Le sue mani robuste chiudono il libro, in un pesante tonfo che echeggia nel silenzio ovattato della grande stanza, sollevando una nuvoletta di polvere dalle pagine ingiallite di foggia spessa, restate aperte nello stesso punto da tempo immemore.

Cerca di tenere i nervi saldi. Si volta verso di lei lentamente, e muore dentro.
Annega in quegli occhi di giada, tersi come un mare cristallino, che la tradiscono.
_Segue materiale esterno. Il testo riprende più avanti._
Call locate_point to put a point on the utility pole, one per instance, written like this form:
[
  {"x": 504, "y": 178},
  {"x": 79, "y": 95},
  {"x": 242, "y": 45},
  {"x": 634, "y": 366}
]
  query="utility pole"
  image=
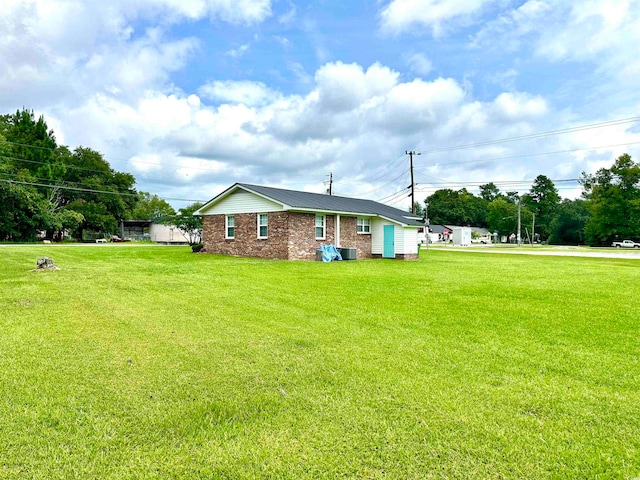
[
  {"x": 533, "y": 229},
  {"x": 411, "y": 153},
  {"x": 519, "y": 239},
  {"x": 426, "y": 223}
]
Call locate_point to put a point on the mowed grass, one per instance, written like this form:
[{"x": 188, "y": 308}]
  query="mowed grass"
[{"x": 153, "y": 362}]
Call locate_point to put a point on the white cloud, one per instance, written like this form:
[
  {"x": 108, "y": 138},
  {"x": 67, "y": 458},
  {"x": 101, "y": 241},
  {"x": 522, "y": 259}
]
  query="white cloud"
[
  {"x": 246, "y": 92},
  {"x": 419, "y": 63},
  {"x": 239, "y": 52},
  {"x": 404, "y": 16}
]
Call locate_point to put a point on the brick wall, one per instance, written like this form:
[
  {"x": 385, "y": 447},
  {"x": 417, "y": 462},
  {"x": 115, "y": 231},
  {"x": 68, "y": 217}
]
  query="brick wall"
[
  {"x": 349, "y": 237},
  {"x": 246, "y": 242},
  {"x": 291, "y": 236}
]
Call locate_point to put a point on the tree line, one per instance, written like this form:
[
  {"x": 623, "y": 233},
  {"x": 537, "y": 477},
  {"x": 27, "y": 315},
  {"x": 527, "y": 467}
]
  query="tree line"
[
  {"x": 609, "y": 209},
  {"x": 48, "y": 189}
]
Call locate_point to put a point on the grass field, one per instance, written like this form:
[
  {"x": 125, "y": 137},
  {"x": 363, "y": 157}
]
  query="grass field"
[{"x": 152, "y": 362}]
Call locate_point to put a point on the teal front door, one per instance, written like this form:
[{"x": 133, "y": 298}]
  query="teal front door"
[{"x": 388, "y": 249}]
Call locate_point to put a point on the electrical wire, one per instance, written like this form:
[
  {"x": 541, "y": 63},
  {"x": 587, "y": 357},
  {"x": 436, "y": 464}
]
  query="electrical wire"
[{"x": 87, "y": 190}]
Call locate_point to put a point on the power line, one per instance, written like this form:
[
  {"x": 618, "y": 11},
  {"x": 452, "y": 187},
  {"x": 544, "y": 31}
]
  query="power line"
[
  {"x": 87, "y": 190},
  {"x": 537, "y": 154},
  {"x": 537, "y": 135}
]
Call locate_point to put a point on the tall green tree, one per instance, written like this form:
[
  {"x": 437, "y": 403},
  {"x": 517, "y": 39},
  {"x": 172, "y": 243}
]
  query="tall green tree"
[
  {"x": 189, "y": 224},
  {"x": 542, "y": 200},
  {"x": 489, "y": 191},
  {"x": 450, "y": 207},
  {"x": 613, "y": 198},
  {"x": 568, "y": 226},
  {"x": 503, "y": 217},
  {"x": 46, "y": 187}
]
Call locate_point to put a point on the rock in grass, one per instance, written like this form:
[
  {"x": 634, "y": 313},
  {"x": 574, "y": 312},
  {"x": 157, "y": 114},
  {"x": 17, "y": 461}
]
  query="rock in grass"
[{"x": 46, "y": 263}]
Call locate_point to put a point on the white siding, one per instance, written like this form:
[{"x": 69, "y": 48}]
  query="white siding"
[
  {"x": 410, "y": 240},
  {"x": 166, "y": 234},
  {"x": 405, "y": 239},
  {"x": 243, "y": 202}
]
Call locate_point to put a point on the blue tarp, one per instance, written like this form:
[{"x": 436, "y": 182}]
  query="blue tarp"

Il demone, che per tanto tempo ha tormentato lui, ora aleggia nelle iridi pietrificate di lei.
Vi sta seminando il medesimo tarlo che consumava, nell'animo del professore, ogni briciola di ottimismo. Incapace di una qualsiasi forma di razionalità. Le labbra rosee semi dischiuse in un'espressione cerea.

Fragile ed esposta oltremodo, non può nascondersi, non da lui.

Le braccia inerti che hanno lasciato cadere il telo da bagno che la avvolgeva, più volte tentano di recuperarlo, per riacquistare una parvenza di miserabile pudore. Ci riescono e scappa via.

Lui è più svelto, però, le blocca i polsi sollevandoli a mezz'aria. Il telo cade nuovamente.

La guarda trafitto dalla sua bellezza, dalle sue forme femminili, a tratti virginali, tanto etereo è il loro sembiante.
In piccoli baci, simili a battiti d'ali, le asciuga i rigagnoli umidi che le solcano le efelidi, lungo le guance lievemente imporporate.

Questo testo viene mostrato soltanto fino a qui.